On March 19, 2008 the judge ordered related cases to be consolidated under In Re: American Home Mortgage Securities Litigation, docket number is 07-MD-1898 (TCP). The judge appointed the Teachers’ Retirement System of Oklahoma and the Oklahoma Police Pension & Retirement System as Co-Lead Plaintiffs and approved their selection of Bernstein Litowitz Berger & Grossmann LLP and Berman DeValerio Pease Tabacco Burt & Pucilllo as Co-Lead Counsel. On June 3, 2008 the plaintiffs filed the First Consolidated Complaint adding to the original name defendants several outside directors, underwriters and the company's external auditor. Plaintiffs also added alleged violations under the 1933 Act.

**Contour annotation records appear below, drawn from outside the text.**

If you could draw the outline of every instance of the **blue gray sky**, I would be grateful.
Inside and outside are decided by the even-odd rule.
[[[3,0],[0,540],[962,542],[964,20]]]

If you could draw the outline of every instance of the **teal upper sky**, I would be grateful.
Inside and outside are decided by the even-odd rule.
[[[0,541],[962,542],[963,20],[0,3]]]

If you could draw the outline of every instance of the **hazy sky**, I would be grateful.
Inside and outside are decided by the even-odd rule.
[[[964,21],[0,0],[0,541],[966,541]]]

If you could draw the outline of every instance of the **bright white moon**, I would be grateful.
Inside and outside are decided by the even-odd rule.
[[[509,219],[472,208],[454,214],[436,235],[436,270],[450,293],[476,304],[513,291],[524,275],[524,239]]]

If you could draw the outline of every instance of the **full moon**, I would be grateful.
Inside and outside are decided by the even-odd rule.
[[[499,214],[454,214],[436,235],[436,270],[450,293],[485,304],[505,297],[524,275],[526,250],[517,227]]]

On October 3, 2008 a related case pending in the United States District Court for the Eastern District of Virginia was transferred into the master docket's court and consolidated thereunder.
On September 12, 2008, Defendants filed seven separate motions to dismiss the
Complaint. Lead Plaintiffs served their oppositions to Defendants' motions on November 14, 2008 and reply papers were served on December 5, 2008. The motions were pending before the Court when the agreements to settle with Defendants were reached.
On July 7, 2009, the plaintiffs filed a Notice of Lead Plaintiffs' Motion for Preliminary Approval of Settlements, Certification of the Class for Settlement Puroses and Approval of Notice to the Class. According to the Notice, the Court-appointed Lead Plaintiffs, Teachers' Retirement System of Oklahoma and the Oklahoma Police Pension & Retirement System, on behalf of the Class and the Offerings Subclass have reached proposed all-cash settlements of the Action, as follows: a settlement with the Michael Strauss, Stephen A. Hozie, Robert Bernstein, John A. Johnston, Michael A. McManus, Jr., C. Cathleen Raffaeli, Nicholas R. Marfino, Kenneth P. Slosser, Irving J. Thau, and Kristian R. Salovaara (the "Individual Defendants”), in the amount of $24 million on behalf of all Class Members; a settlement with Deloitte & Touche LLP (“Deloitte”) in the amount of $4.75 million on behalf of the Offerings Subclass; and a settlement with the defendants Citigroup Global Markets Inc., Citigroup Inc., J.P. Morgan Chase & Co., Deutsche Bank Securities Inc., Deutsche Bank A.G., Stifel, Nicolaus & Company, Incorporated, and Ryan Beck & Co., Inc. (the "Underwriter Defendants") in the amount of $8.5 million on behalf of the Offerings Subclass. The total amount of the Settlements equals $37.25 million. Pursuant to the respective Settlements, the Individual Defendants' Insurers have agreed to pay the Settlement Amount of $24 million; Deloitte has agreed to pay the Settlement Amount of $4.75 million; and the Underwriter Defendants have agreed to pay the Settlement Amount of $8.5 million to resolve the claims asserted against them.
On July 30, 2009, Senior Judge Thomas C. Platt signed the order preliminarily approving the settlements. Judge Platt certified the action to proceed as a class action for purposes of the settlements only. On January 14, 2010, Judge Platt approved the settlement, the plan of allocation and the motion for attorneys’ fees and expenses. Lead Counsel are awarded attorneys' fees in the amount of 20% of the $37.25 million Total Settlement Amount and $572,043.33 in reimbursement of litigation expenses. The action is dismissed with prejudice.